Overall, the essay demonstrates a strong coherence and cohesion level, which justifies the assigned Band 7 score. To improve further, focus on refining transitions between paragraphs, diversifying the length and depth of paragraphs, and expanding the repertoire of cohesive devices for a more polished and sophisticated essay structure.

Band điểm Lexical Resource ước lượng: 6

Band Score for Lexical Resource: 6

  • Use a Wide Range of Vocabulary: Characteristic of Band 7

    • Detailed explanation: The essay demonstrates a commendable vocabulary with a range that allows for flexibility and precision. Phrases such as "well-researched knowledge," "command of collaboration," and "acquire collaboration skills" showcase a sophisticated use of language. However, there is room for improvement as certain ideas could be expressed with even more varied vocabulary.
    • How to improve: Consider incorporating more advanced synonyms and expressions. For instance, instead of frequently using the word "students," explore alternatives like "pupils," "learners," or "scholars" to add variety. Additionally, introducing domain-specific vocabulary related to education and technology can enhance the lexical diversity.
  • Use Vocabulary Precisely: Characteristic of Band 6

    • Detailed explanation: The essay generally communicates ideas clearly, but there are instances where the vocabulary lacks precision. For example, in the statement, "some are convinced," the term "convinced" could be replaced with a more assertive term such as "argue" or "assert." Similarly, phrases like "perfect spot" and "good command of collaboration" could be refined for more precise expression.
    • How to improve: Aim for greater specificity in your word choices. Instead of generic terms, employ words that precisely convey your intended meaning. For example, replace "perfect spot" with "ideal environment" and "good command of collaboration" with "proficiency in teamwork." This will elevate the precision of your language and contribute to a more nuanced argument.
  • Use Correct Spelling: Characteristic of Band 7

    • Detailed explanation: The essay maintains a high level of spelling accuracy, with only a few minor errors that do not significantly impede clarity.
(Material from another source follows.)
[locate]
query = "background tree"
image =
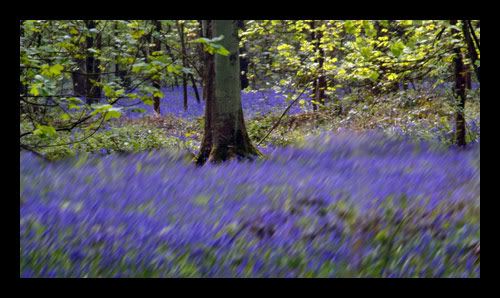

For instance, "no longer in demand" should be "no longer in demand," and "focus on lessons" could be improved to "focus on lessons." Overall, these errors are infrequent and do not detract from the overall quality of the essay.
    • How to improve: While your spelling is generally accurate, consider proofreading more carefully to catch minor errors. Additionally, pay attention to details such as consistent verb tenses and article usage, as these contribute to overall language precision.

In conclusion, your essay exhibits a solid command of vocabulary, but there is room for refinement to achieve a higher band score. Focus on incorporating more varied and sophisticated vocabulary, enhancing precision in expression, and maintaining consistent spelling accuracy to elevate the overall lexical resource.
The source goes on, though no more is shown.